In the study cohort, researchers included those affected with genetic disorders, alongside first- (parents, siblings, twins, children) and second-degree relatives (grandchildren, siblings of parents, grandparents). Overall, the study identified a total of 16 FAU cases, 12 of whom were patients, and four of whom were their relatives. Eight patients in this cohort were male, and the median age of disease onset was 15 years (range: infancy–22 years). Ten patients had disease onset before the age of 18 years.
Triggers for FAU included tap water (n=15), sweat (n=4), seawater (n=3), pool water (n=2), rain (n=1), chlorinated water (n=1), and saline (n=1). The median time to which weals presented following exposure to these triggers was 10 minutes (range: 5–20 minutes). Skin lesions were weals (n=14) or weals with papules (n=1), and were located on the trunk (n=11), neck (n=3), upper arms (n=3), shoulders (n=2), thighs (n=2), and rarely on the face and feet (n=1 in each case). Pruritis was reported in 11 cases.
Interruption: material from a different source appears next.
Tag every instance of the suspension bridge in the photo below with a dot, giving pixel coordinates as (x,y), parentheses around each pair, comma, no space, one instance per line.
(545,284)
In all cases, urticarial lesions cleared up within 1 hour.
For testing purposes, tap water (n=12), distilled water (n=4), saline (n=1), and sweat (n=1) were used. Methods of exposure included water compresses (n=4), water-soaked gauze (n=3), showering (n=3), wet towels (n=2), and bandages (n=1). Patients with FAU were subsequently treated with sedating (n=6) or non-sedating antihistamines (n=7). Three patients were given phototherapy, and two patients from the cohort practiced trigger avoidance without pharmacotherapy.